Shengshou has released the Pyraminx , really want to try ,,,:tu , compare shengshou pyraminx with QJ pyraminx ,which is better ??


----------



## Endgame (Sep 7, 2012)

My51MoreFun said:


> Shengshou has released the Pyraminx , really want to try ,,,:tu , compare shengshou pyraminx with QJ pyraminx ,which is better ??



I'm about to order one.. knowing Shengshou it's going to be good.


----------



## kbh (Sep 7, 2012)

I would really want one  My current one is bad...
And they have also added the ShengShou 9x9 column


----------



## leonparfitt (Sep 7, 2012)

ive got a feeling the Shengshou Pyaraminx will be just like or close to the Mefferts Pyraminx (For SpeedCubing) .Still going to get one though.

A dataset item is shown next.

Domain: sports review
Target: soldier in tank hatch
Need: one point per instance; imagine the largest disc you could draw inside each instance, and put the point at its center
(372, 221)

P.S. i cant wait for the Shengshou 9x9 !


----------



## qqwref (Sep 7, 2012)

A Shengshou 9x9? For real? If it's true, I'm excited.


----------



## Endgame (Sep 7, 2012)

leonparfitt said:


> ive got a feeling the Shengshou Pyaraminx will be just like or close to the Mefferts Pyraminx



don't forget to mention the difference in price


----------



## LarryLunchmeat (Sep 12, 2012)

Fingers crossed on a cubic SS 9X9 although i wish we had confirmation on a release date. Just because they have a blank listing on 51morefun's site, doesn't say much; they've had a blank MF8 8X8 link for a few months now.


----------



## DNFphobia (Sep 28, 2012)

Is the white ShengShou pyraminx available yet? I couldn't find any pictures of it...


----------



## Carrot (Sep 28, 2012)

DNFphobia said:


> Is the white ShengShou pyraminx available yet? I couldn't find any pictures of it...



I will have it in a week.


----------



## DNFphobia (Sep 28, 2012)

Odder said:


> I will have it in a week.



Thanks for the info

Edit: 51morefun has pictures of the white pyraminx now


----------



## Sajwo (Oct 7, 2012)

It's great that SS came out with a pyraminx. For 100% I will buy it, because only pyraminx I have is this from USSR (but it is quite good and it came out long before Rubik's Cube - It's got maybe 50 or 60 years?) And guys, how do you think, how much is USSR pyraminx worth?


----------



## Endgame (Oct 7, 2012)

Sajwo said:


> It's great that SS came out with a pyraminx. For 100% I will buy it, because only pyraminx I have is this from USSR (but it is quite good and it came out long before Rubik's Cube - It's got maybe 50 or 60 years?) And guys, how do you think, how much is USSR pyraminx worth?



around $25 I guess


----------



## cubeone (Oct 7, 2012)

Any news on the F IV?


----------